Forget Australia’s mining boom; try its dining boom instead.

 The country is the world’s fourth-largest exporter of dairy products. Since Warrnambool Cheese and Butter was first approached by a bidder in September it has attracted two other suitors. WCB’s shares have doubled, and trading activity has risen 15-fold. The group now trades on 60 times trailing earnings, making it the most expensive dairy group of any size in the world. To understand the interest, look to Asia, where demand for dairy products has jumped a fifth in seven years.

But consumption per head is still at only a quarter of European and US levels, according to the International Dairy Federation.

And while consumption in the biggest potential markets – China, Indonesia and India – rose faster than the overall rate, China still consumes less than 40kg per head and demand rose 39 per cent.

This explains why Asia is the destination for almost half the $12bn committed to big-project dairy investment worldwide. Australia and New Zealand have attracted $1.2bn – as much as China, where the likes of Nestlé and Fonterra want to expand.
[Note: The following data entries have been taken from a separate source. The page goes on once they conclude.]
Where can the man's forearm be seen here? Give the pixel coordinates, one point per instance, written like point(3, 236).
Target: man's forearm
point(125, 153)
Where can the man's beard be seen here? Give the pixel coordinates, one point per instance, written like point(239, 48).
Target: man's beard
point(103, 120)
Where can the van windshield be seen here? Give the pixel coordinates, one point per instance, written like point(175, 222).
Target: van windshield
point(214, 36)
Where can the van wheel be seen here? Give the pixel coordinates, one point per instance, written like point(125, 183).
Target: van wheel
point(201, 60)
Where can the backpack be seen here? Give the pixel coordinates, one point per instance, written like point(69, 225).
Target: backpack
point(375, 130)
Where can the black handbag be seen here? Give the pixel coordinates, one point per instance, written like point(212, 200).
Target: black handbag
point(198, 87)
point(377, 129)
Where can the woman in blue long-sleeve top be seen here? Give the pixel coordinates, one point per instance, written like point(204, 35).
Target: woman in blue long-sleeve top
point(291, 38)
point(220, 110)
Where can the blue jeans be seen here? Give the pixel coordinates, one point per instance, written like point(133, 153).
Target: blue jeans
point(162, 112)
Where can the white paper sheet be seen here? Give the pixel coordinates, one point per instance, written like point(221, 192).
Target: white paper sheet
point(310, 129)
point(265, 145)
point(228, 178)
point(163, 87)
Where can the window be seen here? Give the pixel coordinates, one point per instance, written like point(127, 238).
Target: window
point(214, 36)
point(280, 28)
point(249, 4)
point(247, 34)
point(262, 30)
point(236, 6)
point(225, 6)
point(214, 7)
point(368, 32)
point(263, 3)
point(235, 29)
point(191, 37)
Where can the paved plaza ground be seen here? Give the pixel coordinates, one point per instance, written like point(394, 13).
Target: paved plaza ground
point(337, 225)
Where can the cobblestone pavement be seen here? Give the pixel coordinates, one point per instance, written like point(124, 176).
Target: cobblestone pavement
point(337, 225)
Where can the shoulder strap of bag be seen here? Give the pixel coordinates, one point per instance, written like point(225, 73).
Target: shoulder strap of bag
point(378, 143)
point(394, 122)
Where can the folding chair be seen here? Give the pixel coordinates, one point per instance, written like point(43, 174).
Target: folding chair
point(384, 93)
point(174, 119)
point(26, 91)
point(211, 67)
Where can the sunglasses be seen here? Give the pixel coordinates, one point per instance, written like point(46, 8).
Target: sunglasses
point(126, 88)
Taking a product, assuming rising demand for it and multiplying by 1.3bn Chinese consumers is a risky game. But China is short of milk and still working to create a safe modern industry. Its cows yield less than Australian or Kiwi herds, too. And, as the fight for WCB shows, there is a shortage of assets to buy. Saputo, a Canadian dairy company, lifted its offer for Warrnambool on Friday by more than a 10th to A$9 a share.

That values the target’s debt and equity at a stunning 22 times trailing earnings before interest, tax, depreciation and amortisation. There is no milky gentleness about this dairy battle.

”Non-Chinese agriculture assets are the China plays of the next decade.